Legalizing same-sex marriage may boost economy?
The study on gay marriage was clearly timed to coincide with the Supreme Court hearings on Proposition 8 and the defense of marriage act.
But that aside, it makes a compelling argument that rainbow couples and white weddings equal green for Illinois.
Patrick Bova and Jim Darby spent the past weekend at a wedding expo for lesbian, gay bisexual and transgender couples. But they weren’t just window shopping.
With their 50th anniversary coming up in June, the Hyde Park couple, who currently have a civil union, hope to have a summer wedding.
Those hopes hinge on either the Supreme Court making same sex unions legal across the country, or the Illinois state house approving a bill that’s already passed the state Senate.
Legalizing same sex marriage in Illinois could net the state $103 million over a three year period , according to new study from the Williams Institute at UCLA.
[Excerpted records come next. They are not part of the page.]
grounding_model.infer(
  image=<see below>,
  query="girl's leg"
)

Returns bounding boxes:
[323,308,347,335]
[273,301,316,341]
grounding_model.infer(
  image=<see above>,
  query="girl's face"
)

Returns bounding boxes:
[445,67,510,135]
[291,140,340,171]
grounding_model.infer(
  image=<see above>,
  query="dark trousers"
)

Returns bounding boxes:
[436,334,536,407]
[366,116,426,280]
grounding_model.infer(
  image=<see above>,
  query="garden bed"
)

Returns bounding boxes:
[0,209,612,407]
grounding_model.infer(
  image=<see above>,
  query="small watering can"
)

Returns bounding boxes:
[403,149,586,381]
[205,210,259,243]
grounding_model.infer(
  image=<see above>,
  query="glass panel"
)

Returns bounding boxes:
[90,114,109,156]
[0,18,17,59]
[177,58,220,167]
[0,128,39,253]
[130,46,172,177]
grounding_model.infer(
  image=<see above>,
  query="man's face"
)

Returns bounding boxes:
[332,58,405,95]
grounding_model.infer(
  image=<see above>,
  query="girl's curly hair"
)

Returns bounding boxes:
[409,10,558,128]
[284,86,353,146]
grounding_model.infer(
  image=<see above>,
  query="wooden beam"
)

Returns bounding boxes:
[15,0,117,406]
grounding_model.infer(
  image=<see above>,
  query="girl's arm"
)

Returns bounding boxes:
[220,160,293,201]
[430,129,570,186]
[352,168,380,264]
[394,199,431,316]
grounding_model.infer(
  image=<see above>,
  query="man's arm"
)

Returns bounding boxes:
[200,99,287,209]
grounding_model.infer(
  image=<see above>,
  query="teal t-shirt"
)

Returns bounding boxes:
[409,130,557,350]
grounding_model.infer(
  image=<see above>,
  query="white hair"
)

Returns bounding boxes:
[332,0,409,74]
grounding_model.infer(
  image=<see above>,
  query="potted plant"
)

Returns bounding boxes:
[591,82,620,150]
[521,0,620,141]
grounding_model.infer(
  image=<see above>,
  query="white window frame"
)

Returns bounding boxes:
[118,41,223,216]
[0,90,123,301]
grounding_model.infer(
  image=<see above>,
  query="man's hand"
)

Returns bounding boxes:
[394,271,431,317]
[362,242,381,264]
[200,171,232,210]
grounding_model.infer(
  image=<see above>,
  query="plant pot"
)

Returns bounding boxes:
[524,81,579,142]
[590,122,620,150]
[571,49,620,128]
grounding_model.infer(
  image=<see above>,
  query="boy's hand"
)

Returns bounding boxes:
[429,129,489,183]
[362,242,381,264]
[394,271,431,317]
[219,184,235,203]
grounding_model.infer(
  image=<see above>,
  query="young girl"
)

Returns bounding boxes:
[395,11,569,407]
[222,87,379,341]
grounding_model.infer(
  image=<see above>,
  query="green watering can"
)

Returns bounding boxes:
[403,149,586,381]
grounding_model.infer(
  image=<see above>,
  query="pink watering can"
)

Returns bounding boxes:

Of course, wedding related industries would see the majority of the cash and tourism would also get a big boost.
The study uses 2010 census numbers that show there are about 23,000 same sex couples in Illinois and it estimates that about half of them would get married if it were legal.
Those numbers may be hypothetical. But in New York City, same sex marriage is already paying dividends.
The city reported a $259 million boost from rainbow weddings in the first year they were legal, with only 8,200 marriage licenses issued to same sex couples.
However, gay marriage opponents like Laurie Higgins of the Illinois Family Institute say money shouldn’t impact laws about marriage.
This couple sees same-sex marriage as a civil right, but they don’t mind if money is the motivation for legalization.
It’s still not clear how long the Supreme Court will take to issue rulings on Proposition 8 or the defense of marriage act or even if they will make a rulings.
However the same sex marriage law that passed the state Senate is expected to get a full vote in the House.